Dank diesen Bemühungen wird das gute Buch
heute allmählich ein Allgemeingut des deutschen
Volkes. Der Begriff des Bibliophilen hat sich geändert
; man findet nicht mehr so viel den Bücherwurm
, der sich in Folianten vergräbt, sondern begegnet
immer häufiger dem Buchästheten, der auf
die Ausstattung ebensolchen Wert legt wie der gebildete
Mensch auf seine Kleidung und die harmonische
Ausgestaltung seiner Wohnung und
Umgebung. Wenn trotzdem noch in weiten
Kreisen eine gewisse Unkenntnis der zur künstlerischen
Gestaltung des Buches erforderlichen
Bedingungen herrscht, so fehlt es nicht an regen
Kräften, um auch hier im Laufe der Zeit einen
Wandel zu schaffen.
Das gute Buch bedarf mannigfaltiger Pflege.

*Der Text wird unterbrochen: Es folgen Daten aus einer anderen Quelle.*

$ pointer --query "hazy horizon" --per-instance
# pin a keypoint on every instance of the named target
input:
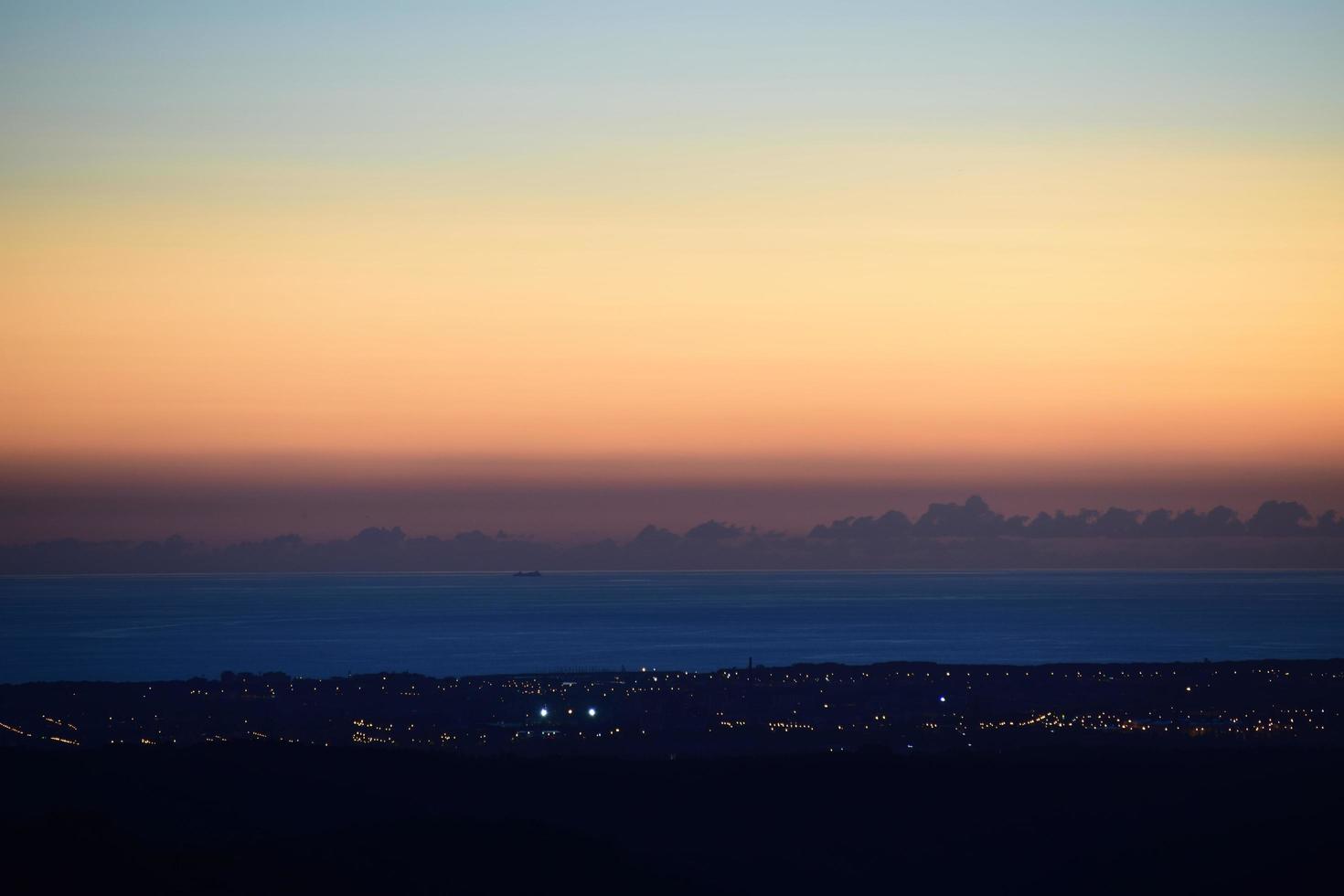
(568, 269)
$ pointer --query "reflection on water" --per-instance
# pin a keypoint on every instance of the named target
(128, 627)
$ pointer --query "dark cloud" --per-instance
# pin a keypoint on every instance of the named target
(948, 535)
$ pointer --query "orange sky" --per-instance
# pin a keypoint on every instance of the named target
(882, 301)
(883, 243)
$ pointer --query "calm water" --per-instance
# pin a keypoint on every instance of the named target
(136, 627)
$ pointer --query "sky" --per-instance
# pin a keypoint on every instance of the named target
(572, 266)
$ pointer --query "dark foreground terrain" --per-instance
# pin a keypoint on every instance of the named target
(249, 818)
(824, 779)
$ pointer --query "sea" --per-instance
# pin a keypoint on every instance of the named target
(144, 627)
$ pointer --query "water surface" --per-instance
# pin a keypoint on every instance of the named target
(174, 626)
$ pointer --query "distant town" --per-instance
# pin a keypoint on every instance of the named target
(897, 707)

Nur derjenige Künstler ist berufen es zu schaffen
, dem die verschiedensten Eigenschaften innewohnen
. Er muß ohne Preisgabe seiner eigenen
Persönlichkeit so sehr in den Geist des Schriftstellers
eindringen und zu dessen Nachschöpfer
werden, daß Inhalt und Form auf das Engste
miteinander verweben, zu einer künstlerischen
Harmonie verschmelzen.
Bereits das Typographische erfordert viel
graphisches Feingefühl. Das Satzbild muß an
sich eine Geschlossenheit darstellen und auch
ohne jede ornamentale oder sonstwie zeichnerische
Beigabe ein künstlerisches Gefüge bilden.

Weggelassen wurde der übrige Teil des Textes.